ゆらゆらと降る白い雪の中、黒いスーツを着た人々は酒を浴び、笑いながら帰ってゆく。

「笑って帰れるような葬式なら来るなよ・・・」

武はそう思いながら、弘樹の家の玄関先で帰っていく人々の後姿を眺めていた。

そんな武を気遣うように、家から出てきたすみれが話し掛ける。


「武。大丈夫?」

「うん。寒いし風邪ひくから中入ってな?」


武は、すみれの問いに少し淋しげに微笑んで答えた。


「・・・一緒にいるよ?」


そしてすみれが笑顔でそう言うと、武は曇った顔で話し出す。


「・・・葬式ってのは形だけのもんか・・・」

「え?」

「ただ、参列すればいいだけのもんなんかな」


遠くを見つめながらそう話す武に、すみれは戸惑いながらも優しく切り返した。


「・・・そんな事・・・どうした?」

「いや・・・親が死んだ時もそうだった。
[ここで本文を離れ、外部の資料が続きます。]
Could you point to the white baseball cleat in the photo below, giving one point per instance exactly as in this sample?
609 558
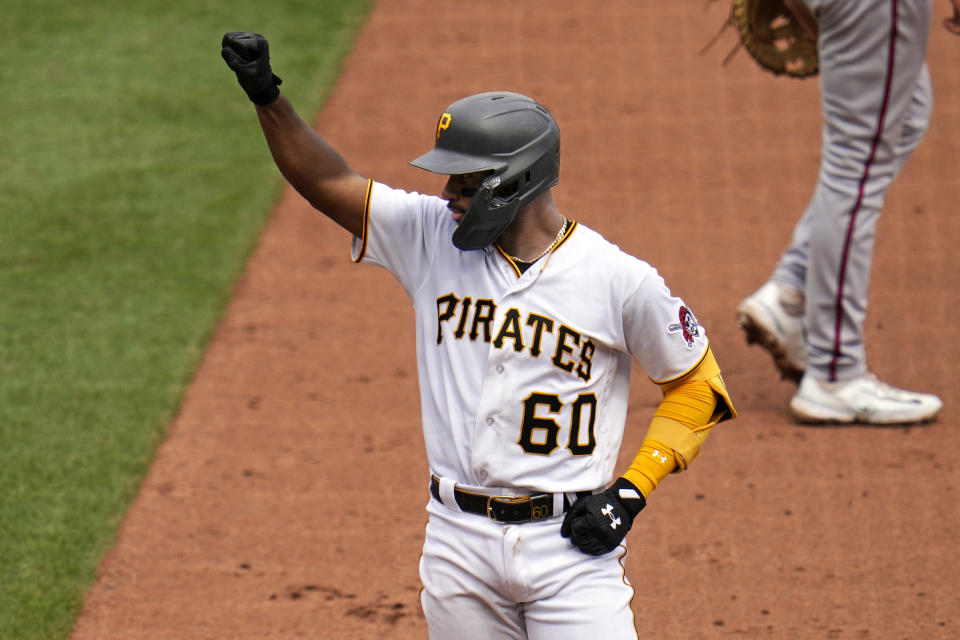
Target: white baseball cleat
863 399
779 330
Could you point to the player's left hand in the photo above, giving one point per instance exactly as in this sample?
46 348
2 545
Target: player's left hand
597 524
248 55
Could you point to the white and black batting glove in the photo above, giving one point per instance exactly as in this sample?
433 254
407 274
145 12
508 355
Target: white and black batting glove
597 524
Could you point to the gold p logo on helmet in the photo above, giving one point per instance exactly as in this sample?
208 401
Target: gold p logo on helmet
444 123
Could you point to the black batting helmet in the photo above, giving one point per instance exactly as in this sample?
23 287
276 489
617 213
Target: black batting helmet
507 133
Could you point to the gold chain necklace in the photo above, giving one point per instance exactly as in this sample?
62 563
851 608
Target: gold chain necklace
556 241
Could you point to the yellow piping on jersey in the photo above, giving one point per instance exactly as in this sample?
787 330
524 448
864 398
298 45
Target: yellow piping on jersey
366 221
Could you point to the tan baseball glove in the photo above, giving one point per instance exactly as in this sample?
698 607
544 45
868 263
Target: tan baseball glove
781 40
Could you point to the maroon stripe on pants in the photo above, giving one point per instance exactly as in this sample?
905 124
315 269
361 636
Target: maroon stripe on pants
841 278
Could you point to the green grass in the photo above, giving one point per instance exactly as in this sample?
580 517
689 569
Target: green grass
134 182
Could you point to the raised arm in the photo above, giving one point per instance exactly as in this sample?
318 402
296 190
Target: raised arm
314 168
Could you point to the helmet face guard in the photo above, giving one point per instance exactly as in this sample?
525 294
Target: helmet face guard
508 134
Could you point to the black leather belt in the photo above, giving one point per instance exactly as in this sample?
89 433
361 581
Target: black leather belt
505 509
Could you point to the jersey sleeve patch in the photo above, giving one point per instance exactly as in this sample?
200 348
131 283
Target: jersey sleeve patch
686 325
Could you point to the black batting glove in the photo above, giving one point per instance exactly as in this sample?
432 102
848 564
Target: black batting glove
248 55
597 524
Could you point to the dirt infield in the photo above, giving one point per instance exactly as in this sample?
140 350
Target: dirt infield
288 500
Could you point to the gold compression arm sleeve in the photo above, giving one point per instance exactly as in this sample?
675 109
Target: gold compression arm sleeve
691 406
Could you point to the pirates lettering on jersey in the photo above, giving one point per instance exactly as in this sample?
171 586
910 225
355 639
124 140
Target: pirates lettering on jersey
572 351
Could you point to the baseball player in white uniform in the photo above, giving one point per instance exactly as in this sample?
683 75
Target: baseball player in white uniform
526 325
876 101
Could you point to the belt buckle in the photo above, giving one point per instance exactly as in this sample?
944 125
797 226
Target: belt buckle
506 500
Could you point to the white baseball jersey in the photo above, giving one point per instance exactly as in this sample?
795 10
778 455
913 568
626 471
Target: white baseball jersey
524 378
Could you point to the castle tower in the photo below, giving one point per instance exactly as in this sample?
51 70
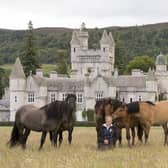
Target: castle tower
17 88
83 37
107 46
161 63
75 46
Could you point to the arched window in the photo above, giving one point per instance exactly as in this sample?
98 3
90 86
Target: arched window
52 97
31 97
15 99
140 98
131 100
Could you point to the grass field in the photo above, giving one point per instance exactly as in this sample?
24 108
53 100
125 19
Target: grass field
82 153
46 68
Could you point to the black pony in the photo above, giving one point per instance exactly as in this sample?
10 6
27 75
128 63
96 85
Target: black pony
48 118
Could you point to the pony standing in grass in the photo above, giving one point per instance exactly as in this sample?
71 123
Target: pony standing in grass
148 114
48 118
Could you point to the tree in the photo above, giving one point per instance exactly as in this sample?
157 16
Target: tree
2 86
30 56
120 55
62 65
140 62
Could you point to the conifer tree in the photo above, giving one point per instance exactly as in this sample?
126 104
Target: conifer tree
2 73
30 55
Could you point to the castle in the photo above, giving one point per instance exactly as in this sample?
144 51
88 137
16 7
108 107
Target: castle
93 77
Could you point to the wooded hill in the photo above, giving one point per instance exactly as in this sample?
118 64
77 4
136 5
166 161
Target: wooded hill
130 42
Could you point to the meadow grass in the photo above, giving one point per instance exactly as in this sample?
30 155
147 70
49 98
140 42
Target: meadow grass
83 153
46 68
式の途中は涙流していた奴が、最後はあぁやって笑って帰ってくんだ・・・なんでかな・・・」


武のその言葉に、すみれはフォローの言葉を見つけようとする。


「それは・・・笑って紛らわしてるだけだよ・・・悲しいのを・・・さ・・・」

「・・・だといいな・・・俺らも帰るか」

「・・・うん」


そしてすみれも悲しい顔をした。

武はその顔を見ないまま、


「神谷に渡すもんあるから、ちょっと待ってて?」


そう言い、家の中へと入っていく。

すみれは小さな声で頷き、少しだけ目を潤ませていた。

そして一人、片づけをしている神谷に、武は「お疲れ様」と声を掛ける。


「伊崎君・・・今日はありがとう」

「いや・・・元気出せよ?」


武は神谷の心労を気遣った。

すると、涙をこらえながら神谷は無理に笑顔を作る。

「・・・元気は・・・・・・やっぱ出ないよ」

「ごめんな・・・力になれなくって・・・ごめん・・・」

武が、いたたまれなくなりそう謝ると、神谷は首を振りながら堪えきれずに泣き出した。



武は・・・。



武はその姿を見てられなかった・・・。